5 Things You Should Know About Corrosives and FRP
In our last post we talked about the need for education about FRP, and now we’re putting our money where our mouth is. Here are the 5 things you need to know about FRP and corrosives.
When acids and bases attack and corrode metals; dangerous gases can often be given off. For example, common bases such as sodium hydroxide and potassium hydroxide in concentration have been known to attack aluminum, zinc, galvanized metal and tin and give of hydrogen gas.
FRP can be formulated to be corrosion resistant and have demonstrated long life cycles in extreme industrial environments. For example, FRP gas scrubbing systems, at a phosphate fertilizer plant, exposed to aggressive flu gases consisting of hydrochloric acid, hydrofluoric acid, and phosphate dust at 60˚ C had a service life of 50 years—stainless steel could not withstand the highly corrosive mixture. There are many more examples.
- Hydrogen gas is flammable and will burn or explode if an ignition source is present.

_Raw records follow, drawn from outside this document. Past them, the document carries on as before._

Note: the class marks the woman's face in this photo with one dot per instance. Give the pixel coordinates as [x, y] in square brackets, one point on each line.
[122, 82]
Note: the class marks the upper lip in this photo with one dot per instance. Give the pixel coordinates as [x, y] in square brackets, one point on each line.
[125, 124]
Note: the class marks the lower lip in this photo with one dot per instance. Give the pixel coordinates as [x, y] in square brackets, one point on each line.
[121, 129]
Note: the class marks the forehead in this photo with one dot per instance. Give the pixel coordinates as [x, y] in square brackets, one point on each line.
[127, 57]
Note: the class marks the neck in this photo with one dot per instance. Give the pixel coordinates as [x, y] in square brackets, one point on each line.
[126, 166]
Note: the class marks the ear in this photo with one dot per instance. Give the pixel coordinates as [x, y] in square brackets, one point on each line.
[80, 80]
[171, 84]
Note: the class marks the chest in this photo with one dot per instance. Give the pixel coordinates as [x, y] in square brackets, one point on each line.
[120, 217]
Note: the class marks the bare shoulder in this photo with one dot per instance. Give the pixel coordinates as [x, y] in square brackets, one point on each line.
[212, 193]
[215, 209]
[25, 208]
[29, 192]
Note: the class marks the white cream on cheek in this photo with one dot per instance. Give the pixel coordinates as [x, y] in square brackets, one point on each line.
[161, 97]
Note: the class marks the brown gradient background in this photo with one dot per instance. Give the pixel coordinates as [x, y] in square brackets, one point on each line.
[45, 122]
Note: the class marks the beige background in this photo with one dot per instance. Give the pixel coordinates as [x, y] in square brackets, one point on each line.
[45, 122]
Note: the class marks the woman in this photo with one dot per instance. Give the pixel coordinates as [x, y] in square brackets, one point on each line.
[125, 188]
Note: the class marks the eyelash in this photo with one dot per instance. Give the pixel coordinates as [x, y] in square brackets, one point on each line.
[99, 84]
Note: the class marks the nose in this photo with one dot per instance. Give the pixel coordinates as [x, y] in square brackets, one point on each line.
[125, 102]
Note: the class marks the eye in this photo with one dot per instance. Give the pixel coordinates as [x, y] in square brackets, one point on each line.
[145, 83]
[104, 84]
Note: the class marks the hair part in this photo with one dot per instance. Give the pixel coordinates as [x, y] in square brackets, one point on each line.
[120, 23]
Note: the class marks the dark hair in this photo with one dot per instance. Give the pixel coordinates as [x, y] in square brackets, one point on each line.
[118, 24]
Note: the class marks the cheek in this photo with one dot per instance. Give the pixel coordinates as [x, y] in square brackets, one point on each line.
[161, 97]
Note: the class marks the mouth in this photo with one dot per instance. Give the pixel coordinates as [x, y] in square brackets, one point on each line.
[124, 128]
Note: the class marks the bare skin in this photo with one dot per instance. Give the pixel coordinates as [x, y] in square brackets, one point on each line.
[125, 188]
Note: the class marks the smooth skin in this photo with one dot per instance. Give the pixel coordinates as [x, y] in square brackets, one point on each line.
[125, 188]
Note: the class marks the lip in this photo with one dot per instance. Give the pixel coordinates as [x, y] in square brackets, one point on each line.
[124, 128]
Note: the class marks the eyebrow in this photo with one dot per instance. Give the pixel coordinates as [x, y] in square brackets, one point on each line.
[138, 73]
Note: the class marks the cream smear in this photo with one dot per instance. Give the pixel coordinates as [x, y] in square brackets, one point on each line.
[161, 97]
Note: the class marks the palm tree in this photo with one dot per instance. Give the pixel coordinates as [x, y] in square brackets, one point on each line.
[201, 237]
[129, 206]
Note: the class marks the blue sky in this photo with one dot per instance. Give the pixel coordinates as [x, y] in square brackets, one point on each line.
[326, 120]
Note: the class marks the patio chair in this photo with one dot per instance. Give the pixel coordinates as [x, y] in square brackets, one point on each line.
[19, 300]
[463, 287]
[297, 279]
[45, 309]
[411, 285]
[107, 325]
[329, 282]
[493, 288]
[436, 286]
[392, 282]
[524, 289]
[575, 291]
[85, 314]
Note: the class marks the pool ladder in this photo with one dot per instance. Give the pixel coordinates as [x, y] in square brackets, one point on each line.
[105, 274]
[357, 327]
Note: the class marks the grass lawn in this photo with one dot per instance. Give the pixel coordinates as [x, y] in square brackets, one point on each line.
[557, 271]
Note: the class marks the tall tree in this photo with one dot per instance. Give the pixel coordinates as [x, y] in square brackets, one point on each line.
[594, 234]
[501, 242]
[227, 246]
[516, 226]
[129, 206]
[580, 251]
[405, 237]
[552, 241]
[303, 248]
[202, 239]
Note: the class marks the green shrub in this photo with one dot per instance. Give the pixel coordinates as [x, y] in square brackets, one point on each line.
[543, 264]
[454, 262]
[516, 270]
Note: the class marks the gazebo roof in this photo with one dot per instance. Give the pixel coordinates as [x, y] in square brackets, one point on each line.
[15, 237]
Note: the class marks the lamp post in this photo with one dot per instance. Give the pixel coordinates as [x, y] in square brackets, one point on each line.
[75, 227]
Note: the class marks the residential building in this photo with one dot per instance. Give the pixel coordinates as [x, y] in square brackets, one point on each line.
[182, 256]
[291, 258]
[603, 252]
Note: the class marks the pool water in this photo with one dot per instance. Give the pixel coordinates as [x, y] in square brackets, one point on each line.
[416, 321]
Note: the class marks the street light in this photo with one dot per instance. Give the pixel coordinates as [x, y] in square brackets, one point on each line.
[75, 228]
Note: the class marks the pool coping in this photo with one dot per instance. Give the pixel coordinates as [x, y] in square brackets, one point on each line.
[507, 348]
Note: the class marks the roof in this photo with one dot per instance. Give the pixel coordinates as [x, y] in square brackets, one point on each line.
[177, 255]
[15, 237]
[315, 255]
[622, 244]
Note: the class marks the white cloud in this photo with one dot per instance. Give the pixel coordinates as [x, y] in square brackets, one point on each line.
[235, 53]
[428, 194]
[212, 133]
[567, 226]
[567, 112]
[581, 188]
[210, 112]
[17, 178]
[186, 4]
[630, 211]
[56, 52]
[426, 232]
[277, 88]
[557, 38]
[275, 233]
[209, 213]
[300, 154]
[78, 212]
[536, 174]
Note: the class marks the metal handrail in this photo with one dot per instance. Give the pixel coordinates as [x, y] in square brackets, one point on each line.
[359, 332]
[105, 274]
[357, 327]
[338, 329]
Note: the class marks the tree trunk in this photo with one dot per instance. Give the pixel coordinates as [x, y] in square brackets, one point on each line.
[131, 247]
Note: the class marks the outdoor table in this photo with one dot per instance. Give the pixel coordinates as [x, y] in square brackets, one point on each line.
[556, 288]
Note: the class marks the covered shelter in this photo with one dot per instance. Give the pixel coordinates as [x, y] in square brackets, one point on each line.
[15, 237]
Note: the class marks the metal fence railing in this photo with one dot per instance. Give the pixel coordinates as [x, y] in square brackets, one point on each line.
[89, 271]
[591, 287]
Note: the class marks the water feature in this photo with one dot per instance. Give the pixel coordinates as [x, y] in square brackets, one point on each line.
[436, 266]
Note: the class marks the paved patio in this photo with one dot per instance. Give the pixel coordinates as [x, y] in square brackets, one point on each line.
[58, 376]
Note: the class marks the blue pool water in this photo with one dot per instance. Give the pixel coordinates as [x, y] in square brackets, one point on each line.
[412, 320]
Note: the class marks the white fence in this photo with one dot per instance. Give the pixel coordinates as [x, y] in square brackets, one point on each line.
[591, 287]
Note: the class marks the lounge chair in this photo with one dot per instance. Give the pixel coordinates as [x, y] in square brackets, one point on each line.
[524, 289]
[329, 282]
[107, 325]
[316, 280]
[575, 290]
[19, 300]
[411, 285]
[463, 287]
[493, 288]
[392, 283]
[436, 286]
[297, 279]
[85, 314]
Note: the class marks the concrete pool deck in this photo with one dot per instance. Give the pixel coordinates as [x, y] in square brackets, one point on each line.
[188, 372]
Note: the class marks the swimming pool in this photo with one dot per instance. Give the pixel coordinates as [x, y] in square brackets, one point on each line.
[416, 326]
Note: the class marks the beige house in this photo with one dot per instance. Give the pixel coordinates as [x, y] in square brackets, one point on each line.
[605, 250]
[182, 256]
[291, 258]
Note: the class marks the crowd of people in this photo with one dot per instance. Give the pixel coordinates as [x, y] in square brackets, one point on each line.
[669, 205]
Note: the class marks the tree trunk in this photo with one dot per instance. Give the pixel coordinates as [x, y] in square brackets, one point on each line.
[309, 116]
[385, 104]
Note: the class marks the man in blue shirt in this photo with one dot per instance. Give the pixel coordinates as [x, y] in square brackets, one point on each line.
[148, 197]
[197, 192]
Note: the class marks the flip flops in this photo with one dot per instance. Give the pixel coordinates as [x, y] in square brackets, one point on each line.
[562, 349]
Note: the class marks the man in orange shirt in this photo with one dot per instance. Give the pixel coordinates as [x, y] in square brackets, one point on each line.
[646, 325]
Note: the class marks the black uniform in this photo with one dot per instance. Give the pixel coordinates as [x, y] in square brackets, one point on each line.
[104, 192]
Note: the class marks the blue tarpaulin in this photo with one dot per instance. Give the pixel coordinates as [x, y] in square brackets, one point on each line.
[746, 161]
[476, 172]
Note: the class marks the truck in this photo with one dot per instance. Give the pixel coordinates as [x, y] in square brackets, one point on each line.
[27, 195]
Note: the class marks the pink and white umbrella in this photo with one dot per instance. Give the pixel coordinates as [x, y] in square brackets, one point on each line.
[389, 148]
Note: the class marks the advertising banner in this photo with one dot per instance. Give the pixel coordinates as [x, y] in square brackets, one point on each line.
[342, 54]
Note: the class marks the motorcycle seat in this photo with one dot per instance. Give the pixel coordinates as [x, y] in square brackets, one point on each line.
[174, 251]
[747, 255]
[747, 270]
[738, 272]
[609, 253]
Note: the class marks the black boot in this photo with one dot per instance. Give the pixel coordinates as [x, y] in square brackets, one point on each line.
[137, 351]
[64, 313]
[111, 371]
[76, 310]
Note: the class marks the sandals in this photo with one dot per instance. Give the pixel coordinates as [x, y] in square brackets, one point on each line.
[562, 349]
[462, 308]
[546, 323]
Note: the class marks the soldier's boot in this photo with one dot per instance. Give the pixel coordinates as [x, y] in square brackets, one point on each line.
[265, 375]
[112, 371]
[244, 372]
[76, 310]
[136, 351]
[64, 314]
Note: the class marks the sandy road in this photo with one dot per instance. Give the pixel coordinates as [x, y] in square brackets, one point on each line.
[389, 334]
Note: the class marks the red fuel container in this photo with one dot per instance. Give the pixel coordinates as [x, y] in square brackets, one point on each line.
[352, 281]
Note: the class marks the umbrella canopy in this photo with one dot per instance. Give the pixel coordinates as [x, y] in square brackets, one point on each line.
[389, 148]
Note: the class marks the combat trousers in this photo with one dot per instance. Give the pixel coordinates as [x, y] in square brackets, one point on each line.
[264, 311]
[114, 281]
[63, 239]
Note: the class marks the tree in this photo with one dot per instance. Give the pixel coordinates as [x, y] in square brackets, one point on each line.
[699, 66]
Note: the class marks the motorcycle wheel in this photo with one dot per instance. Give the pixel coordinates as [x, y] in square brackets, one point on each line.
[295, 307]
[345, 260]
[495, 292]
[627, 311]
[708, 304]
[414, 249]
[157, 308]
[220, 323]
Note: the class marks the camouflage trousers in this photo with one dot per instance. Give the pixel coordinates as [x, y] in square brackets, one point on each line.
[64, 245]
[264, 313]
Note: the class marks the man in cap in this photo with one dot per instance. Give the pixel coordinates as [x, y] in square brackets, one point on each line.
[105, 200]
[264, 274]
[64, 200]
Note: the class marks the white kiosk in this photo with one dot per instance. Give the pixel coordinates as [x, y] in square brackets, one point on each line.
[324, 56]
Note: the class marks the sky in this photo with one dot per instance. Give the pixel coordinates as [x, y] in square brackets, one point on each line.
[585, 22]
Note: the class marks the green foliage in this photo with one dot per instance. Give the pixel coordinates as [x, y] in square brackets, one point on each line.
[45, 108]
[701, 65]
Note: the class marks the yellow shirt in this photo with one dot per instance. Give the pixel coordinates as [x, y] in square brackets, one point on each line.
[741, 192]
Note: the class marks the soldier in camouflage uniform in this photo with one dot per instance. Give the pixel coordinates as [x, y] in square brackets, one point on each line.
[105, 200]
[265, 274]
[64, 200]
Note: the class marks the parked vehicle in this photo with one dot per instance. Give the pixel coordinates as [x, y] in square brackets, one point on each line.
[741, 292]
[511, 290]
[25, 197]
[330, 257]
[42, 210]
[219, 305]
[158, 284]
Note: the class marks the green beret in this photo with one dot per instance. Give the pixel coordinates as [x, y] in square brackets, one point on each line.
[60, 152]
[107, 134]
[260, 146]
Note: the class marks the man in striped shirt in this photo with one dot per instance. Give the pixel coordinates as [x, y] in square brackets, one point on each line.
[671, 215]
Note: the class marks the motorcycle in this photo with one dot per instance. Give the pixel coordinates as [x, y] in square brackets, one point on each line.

Because FRP will not corrode there is no risk of releasing flammable gases such as hydrogen. Hydrogen gas forms explosive mixtures with air if it is 4–74% concentrated and with chlorine if it is 5–95% concentrated. H2 mixtures can spontaneously explode by spark, heat or sunlight if proper conditions are present. H2 reacts with every oxidizing element. Hydrogen can react spontaneously and violently at room temperature with chlorine and fluorine. Why take a chance?
- Contact with corrosives can damage containers, equipment, installations, and building components made from unsuitable materials.
FRP will not corrode; it will thrive and endure in stringent conditions where other materials fall short or fail. FRP has been used successfully in a wide variety of applications in chemical processing, mining and minerals, nuclear, desalination, waste water treatment, nuclear, pulp and paper, and petrochemical.
- Some corrosives are flammable, combustible, and can easily catch fire, burn, or explode.
FRP offer versatility, durability, design flexibility and superior containment. FRP can be formulated to be corrosion and abrasion resistant, as well as, smoke and fire retardant. FRP are not combustible. FRP will not spark and will enhance the safety of your project.
- Corrosives can be incompatible with other chemicals. They may undergo dangerous chemical reactions that yield or give off toxic fumes.
Why take a chance with toxic fumes, dangerous chemical reactions, and explosions? Use the proper material to protect your equipment, installations…and your future. Protect your investments, enhance safety and employ FRP—the cost-effective choice that will solve many of your corrosion problems.